Since President Bush took office, federal land management agencies removed hazardous fuels from more than 10 million acres of public lands-twice the pace of the previous 8 years. In 2004, the agencies treated more than three times the number of acres that were restored in 2000, with more acres than ever being treated near homes and communities.
By Oct. 1, 2004, the U.S. Department of Agriculture's Forest Service and the U.S. Department of Interior's land management agencies had treated 4 million acres and exceeded their 2004 goal of 3.7 million acres. Of these acres, some 2.3 million were in the wildland urban interface, where houses meet or intermingle with wildland vegetation.
"Federal land management agencies made an unprecedented number of acres healthier and safer for communities thanks to President Bush's initiative," said Rey. "Not only have we exceeded our targets for this year, but we expect to continue stepping up our efforts to prevent the risk of catastrophic wildfires and restore forest and rangeland health with the new legislative tools provided by the Healthy Forest Restoration Act."
In Oregon, federal land management agencies removed hazardous fuels from more than 907,000 acres of public lands since 2001. In 2004, agencies treated more than 335,300 acres, 120,900 more than last year. Of the 335,300 acres, 126,300 acres were in the wildland urban interface.
This year the agencies worked on 55 HFI and HFRA projects in Oregon totaling 85,823 acres and have planned nine projects using the new authority under HFRA totaling 61,561 acres for FY 2005.

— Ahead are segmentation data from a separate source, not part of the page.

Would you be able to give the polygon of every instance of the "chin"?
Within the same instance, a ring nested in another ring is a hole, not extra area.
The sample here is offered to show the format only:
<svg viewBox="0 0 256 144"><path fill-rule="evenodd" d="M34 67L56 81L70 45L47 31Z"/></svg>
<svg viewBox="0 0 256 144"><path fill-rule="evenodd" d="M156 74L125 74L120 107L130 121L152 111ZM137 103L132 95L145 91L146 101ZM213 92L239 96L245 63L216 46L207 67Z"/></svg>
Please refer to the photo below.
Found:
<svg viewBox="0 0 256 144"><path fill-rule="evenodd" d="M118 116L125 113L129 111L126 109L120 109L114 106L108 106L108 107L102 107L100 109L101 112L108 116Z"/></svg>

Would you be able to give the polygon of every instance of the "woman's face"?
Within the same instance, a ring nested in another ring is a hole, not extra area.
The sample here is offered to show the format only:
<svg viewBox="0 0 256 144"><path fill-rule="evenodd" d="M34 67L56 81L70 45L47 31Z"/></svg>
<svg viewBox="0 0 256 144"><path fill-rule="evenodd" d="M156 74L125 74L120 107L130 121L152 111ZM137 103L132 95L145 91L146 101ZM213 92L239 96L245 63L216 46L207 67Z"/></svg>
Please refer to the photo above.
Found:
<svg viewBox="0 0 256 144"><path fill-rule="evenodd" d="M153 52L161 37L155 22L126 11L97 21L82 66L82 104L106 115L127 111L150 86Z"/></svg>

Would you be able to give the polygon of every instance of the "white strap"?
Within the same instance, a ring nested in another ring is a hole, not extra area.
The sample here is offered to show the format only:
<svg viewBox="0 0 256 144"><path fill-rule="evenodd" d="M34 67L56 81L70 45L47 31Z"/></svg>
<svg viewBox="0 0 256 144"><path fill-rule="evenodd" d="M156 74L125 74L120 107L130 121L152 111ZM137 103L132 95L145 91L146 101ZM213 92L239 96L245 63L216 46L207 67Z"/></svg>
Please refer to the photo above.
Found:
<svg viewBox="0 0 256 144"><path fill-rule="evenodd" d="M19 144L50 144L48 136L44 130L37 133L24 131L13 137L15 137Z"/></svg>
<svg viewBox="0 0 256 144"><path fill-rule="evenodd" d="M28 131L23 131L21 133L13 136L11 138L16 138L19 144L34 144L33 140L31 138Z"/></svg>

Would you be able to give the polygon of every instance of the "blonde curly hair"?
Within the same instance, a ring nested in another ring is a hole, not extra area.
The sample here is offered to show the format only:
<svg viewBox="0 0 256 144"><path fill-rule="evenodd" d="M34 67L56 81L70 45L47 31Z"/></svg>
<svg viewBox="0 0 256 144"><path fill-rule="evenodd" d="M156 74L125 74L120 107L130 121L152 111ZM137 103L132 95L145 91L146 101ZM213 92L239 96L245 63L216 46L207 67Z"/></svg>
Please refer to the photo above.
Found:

"Collaborative efforts are the key to identifying lands for treatment. Public land managers have formed partnerships with state, Tribal and local parties to identify the areas in the greatest need of treatment," said Scarlett. "Together, we are investing in the future of communities and our natural resources by reducing the threats from wildland fire."
Announced in August 2002, the President's Healthy Forests Initiative is an ongoing commitment to care for America's forests and rangelands, reduce the risk of catastrophic fire to communities, help save the lives of firefighters and citizens and protect critical natural resources. President Bush signed into law the Healthy Forests Restoration Act of 2003 in December 2003. It aims to reduce the threat of destructive wildfires by streamlining the process for approving high-priority fuels reduction and restoration projects while upholding environmental standards and encouraging early public input during project development.